Dad was also very humble – okay so we’re not completely alike…haha – and unselfish. He always put his own needs behind those of others and he had an uncanny ability to make everyone around him feel important and special. He used a lot of self-deprecating humour; not because he was unsure of himself, but because he was good at making those around him feel better about themselves. I like to say that although I have a lot of serious responsibilities, I don’t take myself too seriously. I’m almost certain that I learned this from Dad. And I’m grateful for it.

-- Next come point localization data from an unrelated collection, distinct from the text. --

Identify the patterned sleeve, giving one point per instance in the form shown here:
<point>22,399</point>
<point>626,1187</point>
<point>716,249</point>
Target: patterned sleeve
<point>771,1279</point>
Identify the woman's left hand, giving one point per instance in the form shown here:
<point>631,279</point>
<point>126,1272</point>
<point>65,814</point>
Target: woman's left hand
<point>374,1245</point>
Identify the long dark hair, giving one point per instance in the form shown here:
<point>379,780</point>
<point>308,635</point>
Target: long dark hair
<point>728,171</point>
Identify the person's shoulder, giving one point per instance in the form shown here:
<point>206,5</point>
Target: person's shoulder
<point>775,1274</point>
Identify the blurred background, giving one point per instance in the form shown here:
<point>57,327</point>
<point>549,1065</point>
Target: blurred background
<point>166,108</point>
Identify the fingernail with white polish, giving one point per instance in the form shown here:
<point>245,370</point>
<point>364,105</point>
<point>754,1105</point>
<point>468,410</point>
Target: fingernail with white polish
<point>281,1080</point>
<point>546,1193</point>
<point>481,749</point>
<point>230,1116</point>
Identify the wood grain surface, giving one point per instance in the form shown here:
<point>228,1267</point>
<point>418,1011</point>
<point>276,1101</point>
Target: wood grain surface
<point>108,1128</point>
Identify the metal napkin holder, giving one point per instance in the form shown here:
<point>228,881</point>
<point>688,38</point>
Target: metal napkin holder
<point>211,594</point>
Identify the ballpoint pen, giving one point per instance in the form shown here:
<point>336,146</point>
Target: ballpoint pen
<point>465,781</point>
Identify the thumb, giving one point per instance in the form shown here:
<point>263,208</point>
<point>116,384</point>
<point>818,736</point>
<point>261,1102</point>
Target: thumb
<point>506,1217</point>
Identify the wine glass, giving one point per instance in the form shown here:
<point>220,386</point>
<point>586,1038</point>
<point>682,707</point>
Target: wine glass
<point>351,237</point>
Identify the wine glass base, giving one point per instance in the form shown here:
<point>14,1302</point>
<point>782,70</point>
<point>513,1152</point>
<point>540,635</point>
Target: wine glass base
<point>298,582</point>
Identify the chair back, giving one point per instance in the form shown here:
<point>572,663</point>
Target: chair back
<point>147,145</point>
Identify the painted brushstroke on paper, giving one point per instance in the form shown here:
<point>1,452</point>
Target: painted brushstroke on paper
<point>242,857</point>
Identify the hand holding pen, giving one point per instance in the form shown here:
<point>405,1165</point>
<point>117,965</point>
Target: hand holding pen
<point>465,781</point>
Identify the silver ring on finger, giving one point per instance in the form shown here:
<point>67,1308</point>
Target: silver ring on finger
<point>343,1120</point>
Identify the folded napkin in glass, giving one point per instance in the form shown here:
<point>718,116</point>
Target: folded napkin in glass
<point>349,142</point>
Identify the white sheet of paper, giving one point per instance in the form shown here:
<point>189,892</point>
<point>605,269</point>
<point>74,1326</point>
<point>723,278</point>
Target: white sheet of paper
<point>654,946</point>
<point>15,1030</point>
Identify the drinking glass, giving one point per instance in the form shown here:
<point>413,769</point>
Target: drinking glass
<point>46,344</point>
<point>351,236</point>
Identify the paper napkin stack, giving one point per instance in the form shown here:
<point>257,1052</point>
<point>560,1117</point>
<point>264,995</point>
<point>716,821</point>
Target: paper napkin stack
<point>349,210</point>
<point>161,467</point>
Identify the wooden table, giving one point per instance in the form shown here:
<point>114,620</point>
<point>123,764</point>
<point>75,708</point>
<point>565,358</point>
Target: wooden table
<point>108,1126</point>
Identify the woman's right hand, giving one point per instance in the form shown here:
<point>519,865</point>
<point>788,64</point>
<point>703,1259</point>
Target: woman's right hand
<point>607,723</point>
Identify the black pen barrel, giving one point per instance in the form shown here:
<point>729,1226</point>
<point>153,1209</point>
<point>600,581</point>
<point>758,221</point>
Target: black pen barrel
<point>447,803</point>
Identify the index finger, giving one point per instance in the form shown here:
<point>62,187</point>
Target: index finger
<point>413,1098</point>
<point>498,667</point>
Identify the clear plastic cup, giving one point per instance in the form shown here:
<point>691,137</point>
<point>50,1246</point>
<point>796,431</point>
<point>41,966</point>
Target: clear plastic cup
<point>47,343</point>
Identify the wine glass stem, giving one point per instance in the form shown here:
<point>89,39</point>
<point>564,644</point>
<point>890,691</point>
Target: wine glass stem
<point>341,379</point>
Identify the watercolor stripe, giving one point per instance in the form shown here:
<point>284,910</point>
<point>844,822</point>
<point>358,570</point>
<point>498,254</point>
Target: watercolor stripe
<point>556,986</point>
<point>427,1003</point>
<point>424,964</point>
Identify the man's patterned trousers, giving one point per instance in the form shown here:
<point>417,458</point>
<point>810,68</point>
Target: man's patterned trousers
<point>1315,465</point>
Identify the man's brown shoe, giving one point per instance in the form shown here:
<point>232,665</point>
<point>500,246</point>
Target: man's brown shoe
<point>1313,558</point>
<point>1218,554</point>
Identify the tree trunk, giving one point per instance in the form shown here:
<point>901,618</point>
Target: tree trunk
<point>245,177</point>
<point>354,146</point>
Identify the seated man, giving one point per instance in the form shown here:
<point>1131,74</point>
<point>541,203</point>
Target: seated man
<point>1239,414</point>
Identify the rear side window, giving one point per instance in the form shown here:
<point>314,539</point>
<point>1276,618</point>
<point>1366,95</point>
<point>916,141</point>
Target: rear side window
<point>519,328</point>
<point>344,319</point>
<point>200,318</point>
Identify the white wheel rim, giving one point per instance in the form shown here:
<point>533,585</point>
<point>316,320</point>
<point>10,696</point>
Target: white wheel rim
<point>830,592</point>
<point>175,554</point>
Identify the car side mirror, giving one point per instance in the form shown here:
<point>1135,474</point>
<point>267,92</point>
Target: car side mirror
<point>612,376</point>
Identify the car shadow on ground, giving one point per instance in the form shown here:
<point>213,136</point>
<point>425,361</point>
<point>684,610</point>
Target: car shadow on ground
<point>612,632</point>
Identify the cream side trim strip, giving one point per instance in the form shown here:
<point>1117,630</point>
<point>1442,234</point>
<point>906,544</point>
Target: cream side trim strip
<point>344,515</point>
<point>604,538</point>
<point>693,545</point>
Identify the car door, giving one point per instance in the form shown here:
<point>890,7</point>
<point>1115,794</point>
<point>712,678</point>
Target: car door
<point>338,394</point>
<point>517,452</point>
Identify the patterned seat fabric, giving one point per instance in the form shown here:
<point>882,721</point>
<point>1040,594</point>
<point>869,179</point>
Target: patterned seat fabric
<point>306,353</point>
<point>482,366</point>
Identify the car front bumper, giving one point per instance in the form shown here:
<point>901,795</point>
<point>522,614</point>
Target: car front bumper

There are certainly some differences: Dad liked to have a beer or two (or six) whereas I’ve never had one my entire life. I know enough about computers and technology; Dad barely knew how to turn his cell phone on. Dad loved to sing karaoke; I’m more of a piano guy. And let’s just say that he never met a 4-letter word that he didn’t like. :p
But these are all small things. I’m glad we’re similar in the more important things. Like loving and protecting the family. Establishing solid friendships. Sports.
It’s almost fitting that Dad did pass away on Thanksgiving…as there is so much to him that I am thankful for. Simply put, he was an amazing man who always put the needs of others ahead of his own. He was an awesome Dad, loving husband, faithful son, and playful grandfather. He was the undisputed leader of the Imoo family, and had a strength and courage about him that you couldn’t help but admire.
Thank you Dad for teaching me what it means to be a man.
Thank you Dad for showing me how to raise my children.
Physically, you may be gone. But your spirit certainly lives on in the many lives that you touched while here on earth.
Thank you Dad for being my father, my friend, and my hero. I love you.